The first three times I taught this lesson today – it went swimmingly.  Students raised hands, made connections and laughed at my corny jokes.  I told them to think of A Tale of Two Cities in the way they would a girl or boy they weren’t sure they wanted to date.  Just give it a chance, I told them - you might just fall in love.  This novel might rock your world.  (Chuckles abounded! I’m so funny!)  Cue – my seventh period class.  The period started with the usual, infinitely irritating string of tardies which I dutifully marked and reprimanded.  Already on edge, I took a deep breath and started the lesson I now had down pat.  Fourth time’s a charm – it had all gone so well so far, and this period appeared to start off in the same vein.  With minimal shuffling of papers and grumbling about notes, my students settled in.  I made brief comments about the setting of the novel, and moved seamlessly into a discussion of Victorian publishing.  About five minutes in, I asked a question.  "How would the family oriented nature of Dickens’ audience affect the content of his novels?”  A hand was raised.  I called on him.  His response?  “Uhhhhh.  So what’s this book about?”

The effect of this response on my central nervous system was immediate and staggering.  If this were the Stone Age, I a caveman, and this student a saber tooth tiger – he wouldn’t stand a chance.  My face flooded with color, my heart rate reached dangerously high levels, and I’m pretty sure my hands went numb.  I was mute for 30 seconds, as I tried to formulate a coherent response.  A thousand thoughts ran through my head as I tried to assess my own feelings as well as the severity of his transgression – all of this under the gaze of 28 other students, each of them acutely aware that their teacher was now furious.

Every fiber of my being wanted to ask him to leave the class.  However, in the seconds I took to collect myself, I managed to come to the conclusion that this was not the best option.  I asked another student to explain why that was not an appropriate question or an appropriate time to answer it.  As calmly as possible, I told him that my lesson plans for both today and tomorrow were engineered to answer the very question he had just asked.  “I wasn’t listening” was his response.

I’m not sure I’m at a point yet that I’ve found the lesson in this experience, but I do know that it lies somewhere in listening and in perception.  How often do we fail to listen to another person, and in our responses incite a level of rage or hurt that we can’t even comprehend?  When I asked this student to stay after class, I actually said to him – “Do you understand how angry your question made me?”   He could see it on my face, but from his perspective, he didn’t do anything that wrong.  This experience taught me to be that much more mindful both of how well I listen as well as how I respond.

1 comment:

  1. That was my EVERY DAY when I taught sophomores at RISE. Because it happened so often, I just couldn't deal with teaching there any longer.

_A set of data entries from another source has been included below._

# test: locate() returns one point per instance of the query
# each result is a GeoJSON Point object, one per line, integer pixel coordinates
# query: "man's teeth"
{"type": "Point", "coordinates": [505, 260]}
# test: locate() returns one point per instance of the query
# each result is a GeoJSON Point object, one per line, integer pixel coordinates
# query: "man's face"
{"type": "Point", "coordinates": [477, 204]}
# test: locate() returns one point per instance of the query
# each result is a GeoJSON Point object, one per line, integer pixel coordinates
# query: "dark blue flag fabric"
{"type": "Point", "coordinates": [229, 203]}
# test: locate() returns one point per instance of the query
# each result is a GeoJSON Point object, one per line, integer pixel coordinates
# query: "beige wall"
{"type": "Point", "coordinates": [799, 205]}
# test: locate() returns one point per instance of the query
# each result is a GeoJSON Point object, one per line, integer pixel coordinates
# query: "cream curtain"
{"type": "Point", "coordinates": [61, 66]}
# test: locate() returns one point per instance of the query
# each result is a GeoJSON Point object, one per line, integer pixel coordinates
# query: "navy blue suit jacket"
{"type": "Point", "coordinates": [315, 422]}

On the plus side, if only one sophomore flipped your switch today, you have a chance to come down from that anger peak. Unfortunately, there's nothing to learn here, except that...sophomores sometimes don't listen and it is infuriating. Lord knows we probably made a few teachers red-faced in anger when we were 16!

    p.s. A Tale of Two Cities was definitely one of those books that I didn't read and scammed my way through with a B for the unit. I may not have been listening, but I know better than to ask what it was about!